I am speaking of Uber’s disruption of the legacy taxi monopoly, of course. These days, in many cities, the only safe market for cab drivers comprises the older, frailer customers who don’t have smartphones—or who require the special disability-accessible vehicles offered by taxi drivers. The more profitable trade—commuters going to work at rush hour, or young people careening back and forth across downtown on weekends—is all heading to Uber. On Wednesday, taxi drivers in Toronto responded with a massive protest that clogged parts of downtown and produced a bumper crop of ugly confrontations uploaded to social media.
But there’s a double-standard at play here: If upper-class Canadians thought their livelihoods as, say, lawyers or doctors were being undermined by completely uncredentialed competitors, they’d cry bloody murder. (In both cases, in fact, insiders already have guilds whose only function is to restrict entry to the professions.) Needless to say, it takes a lot more training to become a doctor or lawyer than a taxi driver. But in all cases, there is a massive upfront investment, whether in education or money. Just a few years ago, Toronto cab drivers were paying $340,000 for a licence. In 2015, the figure dropped to about a third that much.

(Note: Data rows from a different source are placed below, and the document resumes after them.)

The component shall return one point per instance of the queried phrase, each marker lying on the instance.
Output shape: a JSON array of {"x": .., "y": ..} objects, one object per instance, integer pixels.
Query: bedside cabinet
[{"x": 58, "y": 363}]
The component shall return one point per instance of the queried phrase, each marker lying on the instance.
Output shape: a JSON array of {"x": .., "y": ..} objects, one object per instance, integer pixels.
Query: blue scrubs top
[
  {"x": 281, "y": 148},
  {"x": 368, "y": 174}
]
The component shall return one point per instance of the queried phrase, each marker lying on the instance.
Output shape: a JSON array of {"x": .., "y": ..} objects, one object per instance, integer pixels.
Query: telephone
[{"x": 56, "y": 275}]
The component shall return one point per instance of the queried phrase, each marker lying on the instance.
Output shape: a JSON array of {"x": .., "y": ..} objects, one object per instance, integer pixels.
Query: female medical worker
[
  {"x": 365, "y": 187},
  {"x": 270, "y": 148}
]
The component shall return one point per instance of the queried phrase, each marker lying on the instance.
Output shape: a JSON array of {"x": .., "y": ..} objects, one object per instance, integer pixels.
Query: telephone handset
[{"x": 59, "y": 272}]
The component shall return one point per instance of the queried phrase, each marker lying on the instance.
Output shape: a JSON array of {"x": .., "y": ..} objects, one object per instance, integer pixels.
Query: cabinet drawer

I don’t usually get accused of being a shrieking social-justice warrior, but there is implicit discrimination here. One of the reasons why no one seems to care much about the plight of cab drivers is that most of them are working class people without much connection to the media (unless they block downtown streets). And most of them (at least here in Toronto, by my observation) are visible minorities from South Asia and other parts of the developing world. If a group of visible minority students at an elite university allege systemic discrimination, we put that on the front page. But here we have a whole swathe of hard-working, non-white working people (most taxi drivers I’ve interviewed for my research in this area drive fifty to seventy-hour weeks) who are being thrown out of their livelihood without so much as a meep of protest from the chattering classes.
Actually, it’s worse than that: The chattering classes are applauding. Because most wealthy people think that Uber is bright and shiny. And why wouldn’t they? The app gives customers one more option to get to the airport or theatre. How many of the people who write pro-Uber newspaper columns or who appear on television panels actually knows someone who works in the taxi industry?
There is a real debate to be had about whether Uber—and the “sharing economy,” more generally—is a force for good in society. While taxi drivers are being disenfranchised, it is also true that thousands of other folks are earning much-needed second incomes by moonlighting as fake taxi drivers. I get that.
But there is a larger point of principle here, one that eclipses cost-benefit analysis: Since the nineteenth century, the Canadian taxi industry was governed by an explicitly legislated social contract: The drivers get us from A to B through good weather and bad, through long hours, for crappy wages—and in return, we provide them with an industry monopoly. In Toronto, and other cities whose mayors and councillors have sleptwalk through the rise of Uber, we’ve unilaterally renounced that social contract.
We can either honour that agreement by banning Uber, or we can cash cabbies out of the industry with a lump-sum payment to make them whole. But doing nothing while Uber corners the market isn’t an ethical option.